Ironman 70.3 Training: What Is Zone 4 / Threshold?

SUMMARY:
Zone 4 is the threshold zone that sharpens race efficiency for Ironman 70.3 athletes. It targets around 87–93% of max heart rate, 91–105% of FTP and 99–104% of CSS swim speed (RPE 7–8). It feels hard but controlled, sitting right at the edge of sustainable. Training in Zone 4 improves lactate clearance, builds muscular resilience and strengthens pacing control. These sessions help you maintain strong effort deep into the swim, bike or run without fading when it matters most.

triathletes in wetsuits and yellow caps preparing to start an open water swim race

What Is Zone 4 Training?

Speed alone will not carry you through an Ironman 70.3. Endurance means little if you cannot hold your goal pace. Zone 4 training fills that gap. It is where strength, control and fitness meet to help you stay strong under pressure. Zone 4 is often called the threshold zone. It sits just below your maximum sustainable effort and feels hard but controlled. This is the point where your body is producing higher levels of lactate but can still clear it. Over time, training in Zone 4 raises that threshold, allowing you to sustain harder efforts for longer without breaking down.

Zone 4 Training Metrics:

  • Heart Rate: 87–93% of Max HR

  • Power (Bike): 91–105% of Functional Threshold Power (FTP)

  • Effort Level: Hard but controlled, tough to sustain, but possible (RPE 7–8)

  • CSS swim speed: 99–104%

  • Use FLJUGA’s free calculators to find your pace, power and heart rate zones.

Unlike Zones 2 and 3, Zone 4 is not sustainable for hours, but it’s essential for sharpening speed and durability in the final 6–12 weeks before your Half Ironman.

Why Zone 4 Training Matters for Ironman 70.3

1. Raises Your Lactate Threshold

Training in Zone 4 helps you run, ride and swim faster without tiring as quickly. It builds the strength and control needed to hold a harder pace for longer, perfect for racing stronger and finishing with confidence.

2. Builds Strength & Power

Zone 4 efforts improve muscular endurance and help develop the strength needed to power through headwinds, hills and the back half of long races.

3. Trains Mental Toughness

Threshold work forces you to stay focused when things get uncomfortable. That mental grit translates directly to race-day resilience.

4. Improves Efficiency at Speed

Repeated Zone 4 sessions refine neuromuscular coordination and movement economy, helping you move faster with less effort.

When and How to Use Zone 4 Training for 70.3 Racing

Zone 4 training is a high-impact tool, but it needs to be handled with precision.

Here’s how to use it effectively:

1. Incorporate 1–2 Sessions Per Week

Threshold work is demanding. Limit it to once or twice per week to avoid burnout.

2. Focus on Controlled Intervals (3–10 Minutes)

Zone 4 isn’t about all-out sprints. Build sessions around longer, steady intervals that train you to hold race-like intensities.

3. Use It in the Build Phase (6–12 Weeks Out)

Zone 4 training is most effective during your peak prep period, when you’re converting base endurance into race-ready strength and speed.

4. Pair It with Endurance Volume

Layering Zone 4 efforts into longer workouts helps mimic race fatigue and improves your ability to hold pace when tired.

5. Prioritize Recovery

Always follow hard threshold days with Zone 1–2 recovery work or rest. This ensures adaptation, not overload.

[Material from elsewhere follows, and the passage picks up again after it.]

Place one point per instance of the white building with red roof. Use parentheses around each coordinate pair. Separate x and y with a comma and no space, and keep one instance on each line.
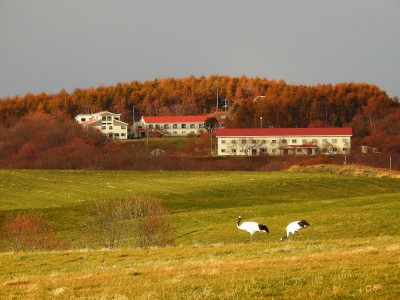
(283,141)
(108,123)
(169,125)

Sample Zone 4 Workouts for Ironman 70.3 Prep

Swim: Threshold Intervals

  • Warm-Up: 400 easy, 4×50 build

  • Main Set: 5×200m at Zone 4 pace, 30 sec rest

  • Cool-Down: 200 pull, 100 easy swim

Bike: Threshold Power Blocks

  • Warm-Up: 15–20 min easy spin

  • Main Set: 3×10 min @ Zone 4 FTP, 5 min recovery between

  • Cool-Down: 15 min easy

Run: Zone 4 Tempo Intervals

  • Warm-Up: 10–15 min easy jog

  • Main Set: 3×8 min Zone 4 pace, 3 min jog recovery

  • Cool-Down: 10 min jog + strides

How Zone 4 Fits Into Your 70.3 Race Prep

Zone 4 isn’t a standalone solution, it’s a sharpening tool that works best when:

  • Used sparingly during the build and peak phases

  • Combined with Zone 2 aerobic endurance work

  • Supported by adequate recovery to avoid overtraining

By targeting this zone with precision, you’ll develop the strength and speed to hold your goal race pace when it matters most.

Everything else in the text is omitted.